No name looms bigger than Walt Disney as a favorite son in Kansas City, so it’s fitting that his landmark office becomes once again a major attraction. And no one seems better suited to spearhead that resurgence than local mover-and-shaker Butch Rigby, owner of KC’s Screenland Theatres for 26 years. After all, Diane Disney, daughter of Walt, said of Rigby, “More than anyone, you remind me of my father.”
Walt Disney’s original “Laugh-O-Gram” cartoon studio was housed in the McConahay building located at 3100 Forest Ave., just east of Troost. This was the birthplace of Mickey Mouse, an actual little field mouse that Walt kept as a pet on his desk and in his drawer, and the incubator of the great animators, Ub Iwerks, Hugh Harman and Rudolph Ising.
Disney acquired and developed the building in May 1922 but abandoned it in 1923 when he filed for bankruptcy and left for Hollywood, taking with him only a one-reel cartoon film, Alice’s Cartoonland. In 1996 the building was slotted for demolition but visionary Butch Rigby bought it for $12,000; he simply couldn’t allow such a historical goldmine to fall into obscurity.
The building was in a state of total collapse. Rigby set to work on it with BNIM, the U.S. Green Building Council, an NEA grant and $400,000 from the Disney Family Foundation. He also worked closely with KC architect Jeremy Knoll. They added steel, concrete, brick, a new floor, roof and walls. The initial expenditure was $700,000. Adding to that cost will be a new flashier exterior with glass and landscaping. Rigby’s plan is always to “transform the street as much as the building.” In addition, the building will be green and sustainable to the maximum degree.

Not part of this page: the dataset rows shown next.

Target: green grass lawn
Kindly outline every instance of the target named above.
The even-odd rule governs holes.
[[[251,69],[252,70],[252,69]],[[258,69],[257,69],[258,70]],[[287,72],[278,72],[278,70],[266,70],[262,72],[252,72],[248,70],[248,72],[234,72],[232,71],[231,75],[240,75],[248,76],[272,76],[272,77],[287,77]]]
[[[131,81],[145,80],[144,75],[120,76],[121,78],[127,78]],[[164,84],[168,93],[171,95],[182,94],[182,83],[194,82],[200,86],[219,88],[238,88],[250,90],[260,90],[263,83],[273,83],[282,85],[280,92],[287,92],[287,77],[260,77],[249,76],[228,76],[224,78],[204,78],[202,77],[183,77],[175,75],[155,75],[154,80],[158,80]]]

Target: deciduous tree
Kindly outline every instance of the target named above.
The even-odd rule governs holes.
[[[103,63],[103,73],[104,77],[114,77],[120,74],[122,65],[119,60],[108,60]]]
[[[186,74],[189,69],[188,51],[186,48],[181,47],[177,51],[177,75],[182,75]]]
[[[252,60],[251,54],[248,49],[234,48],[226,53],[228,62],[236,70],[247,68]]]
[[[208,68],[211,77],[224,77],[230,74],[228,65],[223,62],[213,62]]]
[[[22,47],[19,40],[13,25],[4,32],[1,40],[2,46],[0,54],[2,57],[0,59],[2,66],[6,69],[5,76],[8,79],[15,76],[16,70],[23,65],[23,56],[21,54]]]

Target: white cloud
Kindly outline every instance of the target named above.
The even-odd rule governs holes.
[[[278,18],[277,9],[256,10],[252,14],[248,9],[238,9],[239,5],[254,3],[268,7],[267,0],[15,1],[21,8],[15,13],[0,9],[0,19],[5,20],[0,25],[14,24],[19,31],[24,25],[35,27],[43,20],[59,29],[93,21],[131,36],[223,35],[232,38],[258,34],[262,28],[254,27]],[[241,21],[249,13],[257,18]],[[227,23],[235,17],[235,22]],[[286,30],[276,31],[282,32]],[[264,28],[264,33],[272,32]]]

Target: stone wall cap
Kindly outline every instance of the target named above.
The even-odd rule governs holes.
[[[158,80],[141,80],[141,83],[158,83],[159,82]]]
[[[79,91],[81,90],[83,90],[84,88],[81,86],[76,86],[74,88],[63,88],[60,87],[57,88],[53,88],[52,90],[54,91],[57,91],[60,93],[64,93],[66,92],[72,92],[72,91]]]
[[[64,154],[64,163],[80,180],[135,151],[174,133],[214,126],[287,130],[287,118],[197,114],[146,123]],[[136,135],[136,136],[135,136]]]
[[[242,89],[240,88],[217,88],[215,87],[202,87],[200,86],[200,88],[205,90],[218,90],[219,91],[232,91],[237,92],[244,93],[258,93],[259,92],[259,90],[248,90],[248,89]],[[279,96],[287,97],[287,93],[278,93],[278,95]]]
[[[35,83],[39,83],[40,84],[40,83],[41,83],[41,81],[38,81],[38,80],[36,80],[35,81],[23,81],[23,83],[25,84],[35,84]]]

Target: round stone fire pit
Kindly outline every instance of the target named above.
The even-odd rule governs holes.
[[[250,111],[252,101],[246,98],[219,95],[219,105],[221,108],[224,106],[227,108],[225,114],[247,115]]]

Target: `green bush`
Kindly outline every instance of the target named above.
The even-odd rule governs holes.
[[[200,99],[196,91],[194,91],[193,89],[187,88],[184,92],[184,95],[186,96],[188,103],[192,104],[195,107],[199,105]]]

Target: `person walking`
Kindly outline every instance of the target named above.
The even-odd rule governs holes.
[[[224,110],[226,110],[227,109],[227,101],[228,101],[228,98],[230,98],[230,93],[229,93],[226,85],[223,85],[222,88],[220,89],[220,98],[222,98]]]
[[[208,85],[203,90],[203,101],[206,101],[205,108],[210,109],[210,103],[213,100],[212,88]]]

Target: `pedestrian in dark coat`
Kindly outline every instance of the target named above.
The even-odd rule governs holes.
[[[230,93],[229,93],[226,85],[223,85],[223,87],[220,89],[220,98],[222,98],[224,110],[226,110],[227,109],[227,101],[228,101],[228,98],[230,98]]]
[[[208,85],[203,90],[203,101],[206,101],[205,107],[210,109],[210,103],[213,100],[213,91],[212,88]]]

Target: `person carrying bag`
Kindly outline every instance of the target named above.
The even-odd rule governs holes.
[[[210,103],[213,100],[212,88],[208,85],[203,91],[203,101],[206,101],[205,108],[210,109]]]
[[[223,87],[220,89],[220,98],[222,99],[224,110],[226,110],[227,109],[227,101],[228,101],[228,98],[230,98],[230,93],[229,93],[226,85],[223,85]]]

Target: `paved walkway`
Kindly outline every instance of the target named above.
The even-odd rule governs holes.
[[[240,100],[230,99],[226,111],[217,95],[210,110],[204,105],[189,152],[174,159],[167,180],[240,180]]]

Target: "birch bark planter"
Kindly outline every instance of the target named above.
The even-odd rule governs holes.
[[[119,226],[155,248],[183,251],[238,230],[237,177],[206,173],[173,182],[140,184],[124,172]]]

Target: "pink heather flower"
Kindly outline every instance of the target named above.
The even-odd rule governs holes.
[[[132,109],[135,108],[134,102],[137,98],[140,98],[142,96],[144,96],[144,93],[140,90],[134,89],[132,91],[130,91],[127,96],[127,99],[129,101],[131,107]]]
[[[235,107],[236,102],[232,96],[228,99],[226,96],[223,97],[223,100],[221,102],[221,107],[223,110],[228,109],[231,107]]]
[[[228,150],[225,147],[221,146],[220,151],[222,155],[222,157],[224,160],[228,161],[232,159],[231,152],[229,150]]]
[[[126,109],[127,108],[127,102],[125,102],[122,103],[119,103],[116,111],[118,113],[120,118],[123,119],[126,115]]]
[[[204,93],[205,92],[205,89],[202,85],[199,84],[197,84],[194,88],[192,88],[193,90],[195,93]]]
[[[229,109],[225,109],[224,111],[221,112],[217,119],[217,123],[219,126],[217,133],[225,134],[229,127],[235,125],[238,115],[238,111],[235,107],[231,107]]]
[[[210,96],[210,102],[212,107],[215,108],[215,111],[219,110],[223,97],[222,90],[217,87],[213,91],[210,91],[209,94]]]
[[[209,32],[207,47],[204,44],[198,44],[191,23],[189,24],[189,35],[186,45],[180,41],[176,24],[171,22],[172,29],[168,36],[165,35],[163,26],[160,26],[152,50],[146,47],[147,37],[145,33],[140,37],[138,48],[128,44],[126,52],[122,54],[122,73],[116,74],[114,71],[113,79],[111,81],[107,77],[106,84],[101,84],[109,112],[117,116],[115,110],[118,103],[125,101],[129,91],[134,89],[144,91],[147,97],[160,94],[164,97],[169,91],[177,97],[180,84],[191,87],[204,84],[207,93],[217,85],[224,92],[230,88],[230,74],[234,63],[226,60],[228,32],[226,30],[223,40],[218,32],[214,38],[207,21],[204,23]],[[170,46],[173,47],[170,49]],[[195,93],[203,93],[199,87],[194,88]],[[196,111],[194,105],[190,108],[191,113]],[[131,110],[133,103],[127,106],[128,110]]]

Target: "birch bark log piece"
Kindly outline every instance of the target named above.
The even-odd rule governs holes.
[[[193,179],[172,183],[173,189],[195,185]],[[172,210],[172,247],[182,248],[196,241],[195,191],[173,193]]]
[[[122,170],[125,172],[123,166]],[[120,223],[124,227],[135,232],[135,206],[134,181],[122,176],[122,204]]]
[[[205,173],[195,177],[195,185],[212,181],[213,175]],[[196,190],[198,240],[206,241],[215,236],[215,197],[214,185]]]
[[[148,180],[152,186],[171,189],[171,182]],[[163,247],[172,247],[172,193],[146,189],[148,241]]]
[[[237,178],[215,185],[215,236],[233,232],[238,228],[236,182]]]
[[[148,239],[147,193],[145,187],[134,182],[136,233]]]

When complete, the 10,000-square-foot building will be a center of innovation and technological advancement, just as it was in the early 1900s. Roughly half will be devoted to a recreation of Walt Disney’s office, with interactive exhibits, memorabilia, merchandise, and a soda/coffee and gift shop. The other half will be a hive for new work with a decided “digital DNA,” including the presence of the KC digiSTORY Center. There will be classroom/event space for training and public programs and space for new media startup endeavors. In other words, it will offer creative “fertile ground” for another generation of big ideas.
The revitalized Disney Studio is certainly close to Rigby’s heart; it’s been a 20-year dream of his. But he professes to be more excited about the revitalization of Troost (just as he is revitalizing east 63rd Street). Already millions of dollars are being poured into construction and new living space in the area. Rigby terms it not just gentrification but “the marrying of the east to west side.”
Fundraising to finish the project is ongoing. The Economic Development Corporation of Kansas City, the Mid-America Regional Council and various market tax credits are being pursued.
And for it all, we say “thank you, Butch Rigby.”